Analysts pointed to domestic political considerations as a factor that could affect the resumption of nuclear talks.
Kim's empty-handed return from the Hanoi summit was a humiliating setback to the third-generation hereditary ruler intent on burnishing his image as unflinching in the face of the American president and further cementing his political legitimacy as a leader, observers said.
In the wake of the diplomatic mishap, Kim imposed a year-end deadline for the U.S. to show flexibility in the negotiations, renewed the threat to take a "new path" and resumed short-range missile and rocket launches -- in an apparent display of his resolve against American pressure.
In Washington, politics has become an even greater factor in the resumption of the negotiations as the outcome of renewed dialogue with Pyongyang could mar or add to Trump's foreign policy scorecard ahead of the November presidential election.
Analysts said that Trump could focus on preventing Pyongyang from launching major provocations, such as an intercontinental ballistic missile launch, which could discredit his diplomatic profile, and maintaining the "status quo."
In an apparent sign of Trump's dwindling interest in negotiations with the North during the election season, Trump has made a set of changes in his negotiation team, most recently the nomination of Alex Wong, the deputy U.S. special representative for the North, as a representative to the United Nations.
The North's preoccupation with the aggressive campaign to insulate its people from the fast-spreading new coronavirus has recently emerged as a potential hurdle to the resumption of the nuclear talks.
Pyongyang has strengthened border controls and containment efforts, apparently with a sense that infections, particularly among its military personnel -- often mobilized for state development projects -- could deal a body blow to both its security and economic development.
It has so far reported no confirmed cases of the COVID-19, though speculation persists that it may have difficulty testing or diagnosing virus patients due to a dearth of test kits or other medical equipment.
True to its professed role as a facilitator, South Korea has explored ways to help the resumption of the nuclear talks, but the efforts have faltered due in large part to international sanctions restricting exchanges with the North.
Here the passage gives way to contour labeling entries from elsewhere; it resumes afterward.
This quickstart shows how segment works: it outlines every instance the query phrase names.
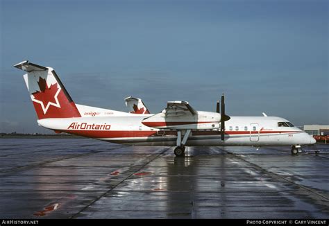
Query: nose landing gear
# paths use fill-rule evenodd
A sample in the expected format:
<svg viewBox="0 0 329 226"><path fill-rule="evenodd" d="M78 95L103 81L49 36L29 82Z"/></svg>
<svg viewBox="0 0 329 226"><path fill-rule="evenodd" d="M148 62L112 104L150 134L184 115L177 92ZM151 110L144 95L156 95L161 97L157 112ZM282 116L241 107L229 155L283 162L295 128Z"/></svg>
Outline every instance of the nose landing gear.
<svg viewBox="0 0 329 226"><path fill-rule="evenodd" d="M292 146L292 155L296 155L298 153L298 148L301 148L301 146L300 145L296 145L296 146L294 146L293 145Z"/></svg>

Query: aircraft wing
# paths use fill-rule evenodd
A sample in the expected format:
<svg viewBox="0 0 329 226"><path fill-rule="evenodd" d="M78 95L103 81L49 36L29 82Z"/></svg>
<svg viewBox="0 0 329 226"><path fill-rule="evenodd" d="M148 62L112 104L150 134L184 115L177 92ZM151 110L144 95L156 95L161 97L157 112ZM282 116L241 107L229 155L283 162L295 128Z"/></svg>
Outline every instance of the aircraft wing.
<svg viewBox="0 0 329 226"><path fill-rule="evenodd" d="M198 114L187 101L168 101L167 107L162 111L165 117L176 117L180 116L192 116Z"/></svg>

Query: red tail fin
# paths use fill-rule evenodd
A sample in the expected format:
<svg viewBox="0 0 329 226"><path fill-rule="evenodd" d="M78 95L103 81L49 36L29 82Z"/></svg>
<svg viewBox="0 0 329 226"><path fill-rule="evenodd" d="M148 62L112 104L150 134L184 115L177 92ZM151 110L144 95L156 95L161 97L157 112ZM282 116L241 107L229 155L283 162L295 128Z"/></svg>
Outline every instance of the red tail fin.
<svg viewBox="0 0 329 226"><path fill-rule="evenodd" d="M24 61L14 66L27 72L24 75L39 119L81 117L55 71Z"/></svg>

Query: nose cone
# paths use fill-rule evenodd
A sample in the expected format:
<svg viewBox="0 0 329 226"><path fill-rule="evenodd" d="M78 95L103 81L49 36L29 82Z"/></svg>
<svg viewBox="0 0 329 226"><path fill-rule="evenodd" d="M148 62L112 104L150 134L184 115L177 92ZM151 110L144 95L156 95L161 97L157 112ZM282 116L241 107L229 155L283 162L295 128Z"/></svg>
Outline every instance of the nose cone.
<svg viewBox="0 0 329 226"><path fill-rule="evenodd" d="M315 139L314 139L312 137L310 136L310 144L314 144L315 143L317 143L317 140Z"/></svg>

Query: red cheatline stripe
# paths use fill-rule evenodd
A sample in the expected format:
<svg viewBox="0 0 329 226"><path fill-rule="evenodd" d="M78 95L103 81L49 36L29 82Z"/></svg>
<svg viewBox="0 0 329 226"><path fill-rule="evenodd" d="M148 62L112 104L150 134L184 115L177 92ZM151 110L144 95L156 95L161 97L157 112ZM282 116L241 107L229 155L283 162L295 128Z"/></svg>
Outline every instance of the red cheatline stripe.
<svg viewBox="0 0 329 226"><path fill-rule="evenodd" d="M149 127L213 123L218 121L142 121L142 123Z"/></svg>
<svg viewBox="0 0 329 226"><path fill-rule="evenodd" d="M117 137L163 137L165 135L177 135L176 131L164 131L162 134L158 134L156 131L104 131L104 130L61 130L63 132L67 132L78 136L87 137L92 138L117 138ZM300 131L260 131L260 134L276 134L276 133L290 133L299 132ZM203 135L219 135L220 131L193 131L193 136ZM251 131L226 131L226 134L250 134ZM251 134L258 134L258 131L251 131Z"/></svg>

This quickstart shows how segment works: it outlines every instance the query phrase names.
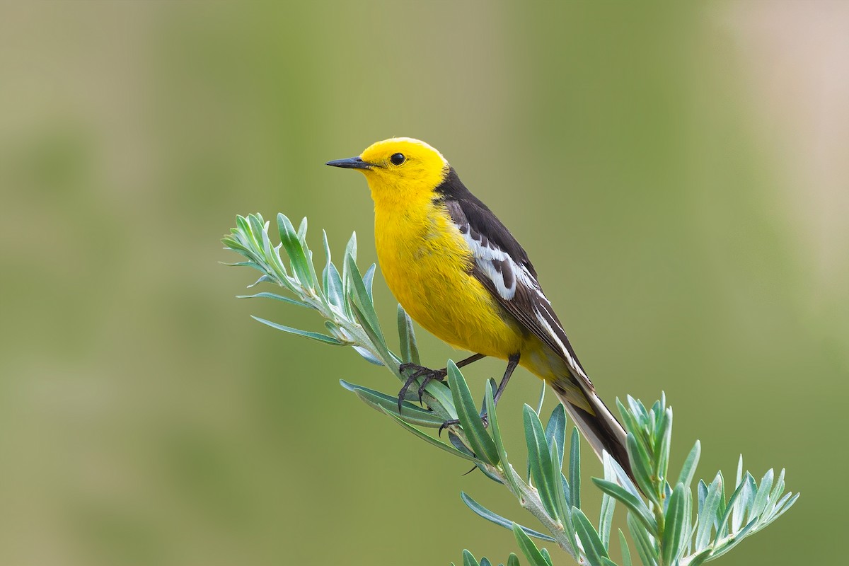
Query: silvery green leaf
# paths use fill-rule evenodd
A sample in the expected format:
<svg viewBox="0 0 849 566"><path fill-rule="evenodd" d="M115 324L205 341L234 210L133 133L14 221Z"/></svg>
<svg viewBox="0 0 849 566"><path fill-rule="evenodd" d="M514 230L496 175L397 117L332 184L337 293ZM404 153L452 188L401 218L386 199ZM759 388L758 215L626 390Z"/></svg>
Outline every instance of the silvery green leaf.
<svg viewBox="0 0 849 566"><path fill-rule="evenodd" d="M628 541L625 540L625 533L619 530L619 547L622 551L622 566L633 566L631 562L631 549L628 547Z"/></svg>
<svg viewBox="0 0 849 566"><path fill-rule="evenodd" d="M528 463L531 466L531 478L539 492L543 507L551 517L556 519L559 514L554 492L555 477L552 474L551 456L548 452L548 445L545 441L543 423L539 422L539 417L529 405L525 405L522 417L525 423L525 440L528 449ZM556 479L559 479L559 474L556 476Z"/></svg>
<svg viewBox="0 0 849 566"><path fill-rule="evenodd" d="M558 469L561 469L566 445L566 412L562 403L558 403L551 412L548 423L545 425L545 440L549 446L557 446L557 453L559 455L557 466Z"/></svg>
<svg viewBox="0 0 849 566"><path fill-rule="evenodd" d="M599 490L627 507L631 511L632 514L642 522L644 528L647 529L653 536L657 536L657 521L655 520L655 516L650 511L649 511L649 507L646 507L642 499L634 496L621 485L612 481L601 479L599 478L593 478L593 483L594 483Z"/></svg>
<svg viewBox="0 0 849 566"><path fill-rule="evenodd" d="M569 446L569 502L581 508L581 437L576 428Z"/></svg>
<svg viewBox="0 0 849 566"><path fill-rule="evenodd" d="M607 460L611 459L606 451L603 455L605 462ZM615 476L616 473L610 467L604 466L604 479L614 481L616 479ZM603 493L601 496L601 513L599 517L599 535L601 537L601 541L604 545L604 548L610 548L610 527L613 524L613 513L616 507L616 500L610 496L610 494Z"/></svg>
<svg viewBox="0 0 849 566"><path fill-rule="evenodd" d="M633 513L628 513L626 522L628 525L628 531L631 533L631 538L633 539L634 545L637 546L637 554L643 562L643 566L658 566L661 558L658 556L655 540L649 534L649 531L645 530L644 524Z"/></svg>
<svg viewBox="0 0 849 566"><path fill-rule="evenodd" d="M374 303L374 298L372 296L372 284L374 283L374 270L377 268L376 264L372 264L368 270L366 270L366 274L363 276L363 283L366 286L366 293L368 294L368 300Z"/></svg>
<svg viewBox="0 0 849 566"><path fill-rule="evenodd" d="M575 532L581 541L581 545L584 549L584 555L587 557L590 566L604 566L602 562L603 558L609 558L604 544L599 537L599 533L595 531L593 524L589 522L583 512L577 507L572 507L572 524L575 525Z"/></svg>
<svg viewBox="0 0 849 566"><path fill-rule="evenodd" d="M453 360L448 360L447 367L448 386L463 432L477 457L494 466L498 463L498 451L495 448L495 442L483 426L469 385Z"/></svg>
<svg viewBox="0 0 849 566"><path fill-rule="evenodd" d="M398 304L398 339L401 342L401 359L404 363L420 364L416 334L413 328L413 320Z"/></svg>
<svg viewBox="0 0 849 566"><path fill-rule="evenodd" d="M290 334L297 334L298 336L303 336L304 338L310 338L312 339L313 340L323 342L324 344L331 344L335 346L344 345L342 342L340 342L332 336L327 336L326 334L319 334L315 332L307 332L306 330L298 330L297 328L293 328L288 326L283 326L282 324L278 324L277 322L272 322L271 321L267 321L264 318L260 318L259 317L254 317L253 315L251 315L250 317L256 321L262 322L263 324L267 324L273 328L276 328L278 330L283 330L284 332L288 332Z"/></svg>
<svg viewBox="0 0 849 566"><path fill-rule="evenodd" d="M367 405L378 411L385 410L393 415L399 417L410 424L421 427L436 428L442 424L442 419L433 414L430 411L425 411L412 403L403 401L402 403L402 412L398 414L398 399L391 397L385 394L374 389L349 384L344 379L340 379L342 387L357 394Z"/></svg>
<svg viewBox="0 0 849 566"><path fill-rule="evenodd" d="M663 563L676 564L683 553L684 534L689 532L689 524L685 518L687 508L683 484L678 484L672 491L666 513L666 526L661 545L663 549Z"/></svg>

In particular, Seoul has been pushing for individual trips to the North as tourism itself does not violate the global sanctions regime despite concerns that tourists' belongings, such as cameras and laptop computers, could be subject to sanctions.
"The possibility still remains that the North could accept Seoul's push for individual trips as it may have the potential to loosen the sanctions regime," Park of Handong Global University, said.